Pollinator Highway is a meadow-like natural environment rich in species, a green corridor and a space for people to move through 6 city districts. The Pollinator Highway runs along a former railway embankment and today's high-voltage line corridor. When the high-voltage lines are moved into the underground cable, the potential for a city-wide linear park is released.
The name "Pollinator Highway" refers to an already existing movement corridor which pollinators (butterflies, bumblebees and bees) and other groups of animals use to move from one green area to another.
The first phase of the Pollinator Highway to be realized is located in the area between the garages in North Tallinn, bounded by Ehte, Sõle and Puhangu streets and Kolde avenue. In its entire length, the Pollinator Highway runs from the Telliskivi creative city through the Kopli cargo station, the area between North Tallinn garages and Merimetsa along the border between the districts of Kristiine, Mustamäe, Haaberst and Nõmme to the Hiiu subdistrict.
The Pollinator Highway is defined by both biodiversity and urbanization. The city and nature are not opposite words: the guiding principle of the project is to preserve the richness of natural life while simultaneously offering both diverse activity opportunities and environmentally friendly movement opportunities for people.

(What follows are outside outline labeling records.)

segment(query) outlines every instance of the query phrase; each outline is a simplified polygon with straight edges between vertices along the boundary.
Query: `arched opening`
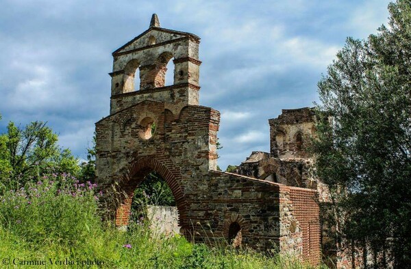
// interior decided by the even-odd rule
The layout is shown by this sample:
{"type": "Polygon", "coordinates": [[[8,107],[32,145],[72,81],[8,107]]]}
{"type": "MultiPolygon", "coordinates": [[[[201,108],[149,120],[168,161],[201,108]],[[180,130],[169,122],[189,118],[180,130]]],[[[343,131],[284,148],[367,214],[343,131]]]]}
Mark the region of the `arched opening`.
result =
{"type": "Polygon", "coordinates": [[[155,132],[155,123],[154,119],[146,117],[140,122],[140,129],[138,132],[140,137],[144,140],[151,139],[155,132]]]}
{"type": "Polygon", "coordinates": [[[155,61],[156,74],[154,79],[154,87],[174,84],[174,63],[171,61],[171,59],[173,59],[173,54],[169,52],[162,53],[157,58],[155,61]]]}
{"type": "MultiPolygon", "coordinates": [[[[154,198],[145,197],[149,203],[157,201],[157,203],[163,203],[163,201],[166,201],[168,203],[166,204],[173,204],[177,206],[177,208],[173,209],[174,216],[176,216],[173,223],[177,223],[176,225],[178,226],[177,227],[174,226],[175,229],[172,232],[169,232],[170,235],[179,230],[184,236],[186,236],[186,233],[189,234],[190,227],[188,221],[184,218],[186,215],[186,209],[183,189],[180,187],[177,180],[180,178],[179,174],[174,171],[171,172],[162,162],[151,157],[142,157],[136,160],[128,167],[127,170],[128,172],[124,175],[124,181],[119,186],[119,190],[122,195],[120,199],[120,204],[116,210],[116,225],[127,229],[130,223],[135,224],[136,220],[144,221],[143,219],[140,220],[140,217],[142,216],[138,215],[138,211],[137,213],[132,214],[133,206],[134,206],[132,205],[135,203],[134,201],[136,200],[136,197],[144,196],[141,190],[142,188],[146,195],[161,193],[160,196],[155,196],[154,198]],[[145,187],[145,185],[146,186],[151,186],[151,187],[148,188],[145,187]],[[142,187],[140,188],[140,186],[142,187]],[[148,190],[146,191],[145,190],[147,189],[148,190]],[[161,192],[159,193],[159,190],[161,192]],[[134,216],[131,218],[130,216],[133,215],[134,216]],[[183,216],[182,218],[180,217],[181,216],[183,216]],[[130,221],[133,221],[133,222],[130,223],[130,221]]],[[[173,170],[173,168],[172,171],[173,170]]],[[[161,218],[153,213],[151,216],[153,216],[155,221],[161,218]]]]}
{"type": "Polygon", "coordinates": [[[278,150],[280,151],[284,150],[286,145],[286,134],[282,131],[278,131],[275,136],[275,142],[277,142],[277,146],[278,150]]]}
{"type": "Polygon", "coordinates": [[[301,151],[303,147],[303,136],[299,132],[295,136],[295,148],[297,151],[301,151]]]}
{"type": "Polygon", "coordinates": [[[136,59],[129,61],[124,68],[124,87],[123,93],[134,91],[140,89],[140,62],[136,59]]]}
{"type": "Polygon", "coordinates": [[[149,38],[149,45],[154,45],[155,44],[155,38],[153,36],[150,36],[149,38]]]}
{"type": "Polygon", "coordinates": [[[236,221],[232,223],[228,228],[228,243],[238,248],[241,246],[242,240],[241,227],[236,221]]]}

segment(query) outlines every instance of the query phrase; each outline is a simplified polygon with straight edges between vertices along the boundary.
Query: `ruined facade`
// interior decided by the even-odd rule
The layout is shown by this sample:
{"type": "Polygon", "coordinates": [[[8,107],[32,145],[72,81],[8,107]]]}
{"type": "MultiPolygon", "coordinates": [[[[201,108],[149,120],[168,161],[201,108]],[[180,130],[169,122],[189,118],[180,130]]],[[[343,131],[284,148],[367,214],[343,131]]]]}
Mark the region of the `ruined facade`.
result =
{"type": "MultiPolygon", "coordinates": [[[[319,193],[303,159],[290,165],[261,159],[269,167],[264,173],[282,181],[216,171],[220,113],[199,104],[199,42],[193,34],[161,28],[153,15],[147,31],[113,53],[110,114],[96,124],[96,173],[107,201],[113,201],[116,224],[127,225],[134,189],[155,171],[173,192],[180,232],[188,239],[275,249],[317,264],[319,193]],[[167,70],[172,59],[174,70],[167,70]],[[173,72],[173,83],[164,86],[167,72],[173,72]],[[118,203],[108,199],[113,186],[124,194],[118,203]]],[[[306,133],[301,135],[303,142],[306,133]]],[[[277,156],[304,156],[303,143],[281,141],[286,150],[277,156]]]]}

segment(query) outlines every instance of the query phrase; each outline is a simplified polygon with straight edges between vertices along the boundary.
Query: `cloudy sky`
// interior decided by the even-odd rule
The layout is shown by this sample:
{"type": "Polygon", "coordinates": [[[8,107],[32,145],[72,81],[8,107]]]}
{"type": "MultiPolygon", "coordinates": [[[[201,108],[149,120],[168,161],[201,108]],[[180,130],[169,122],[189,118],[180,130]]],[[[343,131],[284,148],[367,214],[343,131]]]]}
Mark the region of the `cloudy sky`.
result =
{"type": "Polygon", "coordinates": [[[268,119],[311,107],[347,36],[388,21],[388,0],[0,0],[0,131],[41,120],[79,158],[108,115],[112,51],[162,27],[201,38],[200,104],[221,113],[219,165],[269,150],[268,119]]]}

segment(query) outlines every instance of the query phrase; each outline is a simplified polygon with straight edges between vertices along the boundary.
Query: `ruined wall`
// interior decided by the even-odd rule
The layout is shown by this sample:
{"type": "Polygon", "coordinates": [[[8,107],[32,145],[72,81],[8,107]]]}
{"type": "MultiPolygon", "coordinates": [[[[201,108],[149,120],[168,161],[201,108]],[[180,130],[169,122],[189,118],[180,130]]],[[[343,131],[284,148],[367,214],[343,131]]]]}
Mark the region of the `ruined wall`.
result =
{"type": "MultiPolygon", "coordinates": [[[[307,250],[315,244],[304,242],[319,238],[313,224],[318,207],[307,208],[316,191],[216,171],[220,113],[198,105],[199,42],[156,23],[113,53],[110,115],[96,124],[96,174],[116,224],[128,224],[134,191],[155,171],[171,189],[188,239],[273,249],[316,264],[316,246],[307,250]],[[174,85],[164,87],[165,65],[173,57],[174,85]],[[137,68],[138,89],[130,81],[137,68]]],[[[277,165],[279,175],[297,173],[296,186],[303,184],[299,164],[268,160],[262,160],[267,167],[277,165]],[[290,169],[282,173],[283,168],[290,169]]]]}
{"type": "Polygon", "coordinates": [[[283,109],[270,124],[270,150],[279,158],[311,158],[307,152],[310,137],[315,135],[314,114],[308,107],[283,109]]]}

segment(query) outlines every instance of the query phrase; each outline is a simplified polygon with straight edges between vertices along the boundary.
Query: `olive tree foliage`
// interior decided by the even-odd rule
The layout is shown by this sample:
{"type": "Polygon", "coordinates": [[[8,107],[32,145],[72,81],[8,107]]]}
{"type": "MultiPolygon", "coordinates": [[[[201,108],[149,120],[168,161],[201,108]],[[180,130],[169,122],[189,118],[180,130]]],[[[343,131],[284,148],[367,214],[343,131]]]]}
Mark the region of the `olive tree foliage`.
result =
{"type": "Polygon", "coordinates": [[[411,1],[388,10],[389,26],[349,38],[319,82],[312,149],[339,242],[371,251],[375,267],[402,268],[411,264],[411,1]]]}
{"type": "Polygon", "coordinates": [[[78,160],[57,142],[58,135],[45,122],[21,128],[10,122],[7,131],[0,134],[0,186],[19,188],[53,173],[76,175],[78,160]]]}

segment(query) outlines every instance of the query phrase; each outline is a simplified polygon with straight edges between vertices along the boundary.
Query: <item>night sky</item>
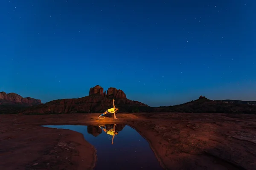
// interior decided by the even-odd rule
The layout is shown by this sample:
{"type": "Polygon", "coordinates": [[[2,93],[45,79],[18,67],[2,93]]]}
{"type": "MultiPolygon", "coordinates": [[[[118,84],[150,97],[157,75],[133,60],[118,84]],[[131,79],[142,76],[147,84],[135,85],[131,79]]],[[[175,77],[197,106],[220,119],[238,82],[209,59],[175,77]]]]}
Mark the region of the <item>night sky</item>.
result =
{"type": "Polygon", "coordinates": [[[256,100],[256,0],[1,0],[0,91],[256,100]]]}

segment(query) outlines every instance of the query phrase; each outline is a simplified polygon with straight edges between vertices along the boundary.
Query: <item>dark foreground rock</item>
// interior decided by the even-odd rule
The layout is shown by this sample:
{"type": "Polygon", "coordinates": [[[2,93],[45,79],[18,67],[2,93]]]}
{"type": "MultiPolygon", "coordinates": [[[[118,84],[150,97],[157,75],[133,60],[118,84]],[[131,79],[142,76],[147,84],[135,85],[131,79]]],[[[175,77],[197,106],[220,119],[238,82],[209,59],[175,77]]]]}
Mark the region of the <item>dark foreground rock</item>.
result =
{"type": "Polygon", "coordinates": [[[99,114],[0,115],[0,169],[90,169],[95,150],[81,134],[38,126],[123,123],[147,139],[166,169],[256,170],[256,115],[120,113],[99,122],[92,119],[99,114]]]}

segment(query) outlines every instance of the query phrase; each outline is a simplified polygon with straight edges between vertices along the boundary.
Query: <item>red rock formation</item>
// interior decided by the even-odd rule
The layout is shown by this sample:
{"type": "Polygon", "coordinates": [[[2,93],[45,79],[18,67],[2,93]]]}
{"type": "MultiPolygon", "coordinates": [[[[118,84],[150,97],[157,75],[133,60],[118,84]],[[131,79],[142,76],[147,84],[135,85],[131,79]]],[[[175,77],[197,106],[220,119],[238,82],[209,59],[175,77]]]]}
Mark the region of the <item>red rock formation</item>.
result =
{"type": "Polygon", "coordinates": [[[117,90],[114,88],[110,88],[108,89],[107,96],[115,99],[127,99],[126,95],[124,92],[119,89],[117,90]]]}
{"type": "Polygon", "coordinates": [[[93,94],[100,94],[101,96],[104,96],[103,88],[99,85],[90,88],[89,92],[89,95],[91,95],[93,94]]]}
{"type": "Polygon", "coordinates": [[[41,100],[31,97],[23,98],[14,93],[7,94],[2,91],[0,92],[0,105],[13,105],[19,104],[26,106],[33,106],[42,104],[41,100]]]}
{"type": "Polygon", "coordinates": [[[199,96],[199,99],[206,99],[206,97],[203,96],[199,96]]]}
{"type": "MultiPolygon", "coordinates": [[[[99,94],[78,99],[53,100],[44,104],[27,108],[20,113],[24,114],[103,113],[113,107],[112,102],[111,99],[99,94]]],[[[117,99],[115,104],[116,107],[119,108],[120,112],[131,112],[131,108],[136,106],[148,107],[140,102],[127,99],[117,99]]]]}

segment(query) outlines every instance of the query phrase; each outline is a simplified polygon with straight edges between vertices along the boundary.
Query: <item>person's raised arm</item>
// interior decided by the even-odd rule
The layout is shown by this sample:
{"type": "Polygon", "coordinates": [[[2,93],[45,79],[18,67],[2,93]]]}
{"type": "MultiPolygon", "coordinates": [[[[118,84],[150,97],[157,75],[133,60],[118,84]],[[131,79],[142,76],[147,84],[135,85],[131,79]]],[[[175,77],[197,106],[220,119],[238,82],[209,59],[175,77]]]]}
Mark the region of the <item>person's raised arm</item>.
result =
{"type": "Polygon", "coordinates": [[[112,137],[112,141],[111,142],[112,144],[114,144],[114,143],[113,142],[113,141],[114,140],[114,137],[115,137],[115,135],[113,135],[113,137],[112,137]]]}
{"type": "Polygon", "coordinates": [[[115,128],[116,128],[116,124],[114,124],[114,132],[116,132],[116,129],[115,129],[115,128]]]}
{"type": "Polygon", "coordinates": [[[113,107],[115,108],[116,106],[115,106],[115,103],[114,102],[115,102],[115,99],[113,99],[113,107]]]}

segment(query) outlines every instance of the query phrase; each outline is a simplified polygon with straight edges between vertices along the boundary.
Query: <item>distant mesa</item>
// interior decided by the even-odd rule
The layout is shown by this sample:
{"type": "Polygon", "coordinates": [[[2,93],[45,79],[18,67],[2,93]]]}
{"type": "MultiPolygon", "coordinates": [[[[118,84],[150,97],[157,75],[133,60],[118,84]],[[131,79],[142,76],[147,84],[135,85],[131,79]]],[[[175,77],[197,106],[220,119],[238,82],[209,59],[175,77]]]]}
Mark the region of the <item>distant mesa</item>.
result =
{"type": "Polygon", "coordinates": [[[112,99],[120,112],[145,112],[151,107],[141,102],[131,100],[121,90],[111,87],[107,93],[99,85],[90,88],[89,96],[78,99],[66,99],[53,100],[45,104],[27,108],[24,114],[72,113],[102,113],[113,107],[112,99]],[[134,111],[135,110],[135,111],[134,111]]]}
{"type": "Polygon", "coordinates": [[[207,99],[207,98],[205,97],[204,96],[199,96],[199,99],[207,99]]]}
{"type": "Polygon", "coordinates": [[[107,93],[106,91],[103,93],[103,88],[99,85],[96,85],[90,89],[89,95],[92,95],[94,94],[99,94],[101,96],[108,98],[113,99],[127,99],[126,95],[121,90],[117,90],[115,88],[109,88],[108,89],[107,93]]]}
{"type": "Polygon", "coordinates": [[[31,97],[22,97],[14,93],[0,92],[0,105],[20,105],[32,106],[42,104],[41,100],[31,97]]]}

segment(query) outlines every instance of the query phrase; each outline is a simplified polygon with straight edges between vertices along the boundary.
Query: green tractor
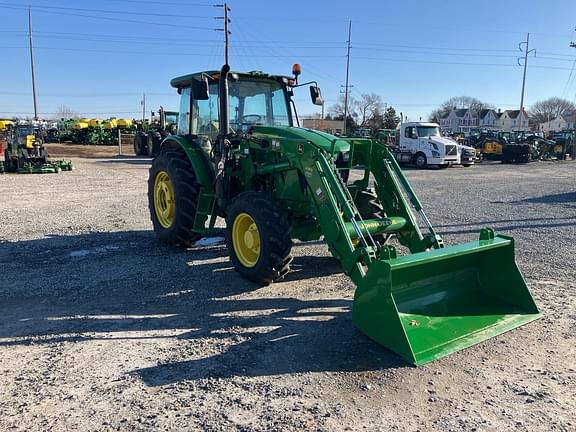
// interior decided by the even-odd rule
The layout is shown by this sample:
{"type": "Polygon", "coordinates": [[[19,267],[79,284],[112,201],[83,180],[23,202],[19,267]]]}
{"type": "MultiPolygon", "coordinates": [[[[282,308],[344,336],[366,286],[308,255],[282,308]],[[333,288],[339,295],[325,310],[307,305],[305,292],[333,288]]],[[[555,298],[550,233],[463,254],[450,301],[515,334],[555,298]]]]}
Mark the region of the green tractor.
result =
{"type": "Polygon", "coordinates": [[[485,228],[477,241],[445,245],[385,144],[293,124],[297,87],[311,84],[312,102],[323,103],[299,72],[224,65],[171,81],[178,130],[148,180],[158,238],[188,246],[225,218],[236,271],[269,284],[289,272],[294,240],[323,237],[356,285],[355,325],[416,365],[538,318],[512,238],[485,228]]]}
{"type": "Polygon", "coordinates": [[[71,171],[72,162],[50,161],[42,134],[33,125],[15,125],[8,131],[0,172],[44,174],[71,171]]]}

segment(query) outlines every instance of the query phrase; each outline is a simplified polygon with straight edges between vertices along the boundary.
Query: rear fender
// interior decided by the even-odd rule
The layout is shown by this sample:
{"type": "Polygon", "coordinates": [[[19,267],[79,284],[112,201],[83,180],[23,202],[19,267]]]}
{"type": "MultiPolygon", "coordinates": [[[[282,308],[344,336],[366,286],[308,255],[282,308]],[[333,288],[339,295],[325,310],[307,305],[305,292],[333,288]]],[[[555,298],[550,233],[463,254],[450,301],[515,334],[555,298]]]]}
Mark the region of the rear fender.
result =
{"type": "Polygon", "coordinates": [[[214,164],[209,155],[200,147],[200,143],[193,136],[170,135],[160,145],[160,150],[166,148],[181,148],[194,168],[196,180],[201,186],[213,187],[214,164]]]}

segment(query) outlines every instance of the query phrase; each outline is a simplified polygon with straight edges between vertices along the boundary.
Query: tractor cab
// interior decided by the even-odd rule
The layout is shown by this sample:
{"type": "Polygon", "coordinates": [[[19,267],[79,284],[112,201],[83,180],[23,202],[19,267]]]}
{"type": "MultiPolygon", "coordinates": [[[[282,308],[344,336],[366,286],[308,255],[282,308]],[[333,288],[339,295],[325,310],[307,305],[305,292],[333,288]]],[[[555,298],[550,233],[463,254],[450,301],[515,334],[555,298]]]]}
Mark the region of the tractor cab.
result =
{"type": "MultiPolygon", "coordinates": [[[[178,135],[197,135],[202,141],[216,140],[220,133],[220,71],[201,72],[175,78],[172,87],[180,93],[178,135]]],[[[290,91],[294,79],[260,72],[229,74],[226,134],[247,133],[251,127],[292,126],[290,91]]]]}

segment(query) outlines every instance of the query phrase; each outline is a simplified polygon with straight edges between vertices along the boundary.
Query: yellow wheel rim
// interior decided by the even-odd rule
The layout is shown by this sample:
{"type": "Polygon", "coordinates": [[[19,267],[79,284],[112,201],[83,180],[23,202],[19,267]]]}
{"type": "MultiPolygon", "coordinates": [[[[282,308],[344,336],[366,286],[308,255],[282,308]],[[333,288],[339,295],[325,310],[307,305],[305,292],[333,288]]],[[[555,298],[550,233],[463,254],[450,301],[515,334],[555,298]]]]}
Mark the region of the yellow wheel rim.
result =
{"type": "Polygon", "coordinates": [[[174,186],[166,171],[160,171],[154,179],[154,211],[160,225],[170,228],[176,214],[174,186]]]}
{"type": "Polygon", "coordinates": [[[232,245],[244,267],[254,267],[260,258],[260,233],[256,222],[247,213],[240,213],[232,225],[232,245]]]}

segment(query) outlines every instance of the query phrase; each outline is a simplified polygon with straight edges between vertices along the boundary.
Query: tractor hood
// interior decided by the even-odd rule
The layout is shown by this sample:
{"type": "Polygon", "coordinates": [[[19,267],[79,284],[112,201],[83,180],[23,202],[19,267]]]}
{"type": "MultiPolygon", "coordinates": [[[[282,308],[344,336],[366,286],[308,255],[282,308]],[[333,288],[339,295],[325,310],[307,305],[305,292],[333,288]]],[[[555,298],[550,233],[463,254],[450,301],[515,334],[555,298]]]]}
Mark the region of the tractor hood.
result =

In the future, the Pollinator Highway will become a city-wide linear park rich in life, a public space offering new green movement connections and diverse activity opportunities.
The Pollinator Highway is divided into 9 spatial sections although studies have shown that people perceive the borders of the different spatial sections that the Pollinator Highway passes through differently. Discontinuity of space is caused by strong urban interruptions, which cut off the light traffic road, for example highway streets with many lanes (such as Paldiski maantee and Ehitajate tee) or distinct changes in the urban or natural environment.
The Pollinator Highway concept is being developed with the support of two external projects of the European Union. Both the Augmented Urbans external project (2018-2020) and the B.Green external project (2020-2022) are financed by the Central Baltic Sea Program, which supports cross-border cooperation, sustainable urban mobility and cohesive communities. The leader of the project is the Spatial Design Competence Center of the Tallinn Strategy Centre.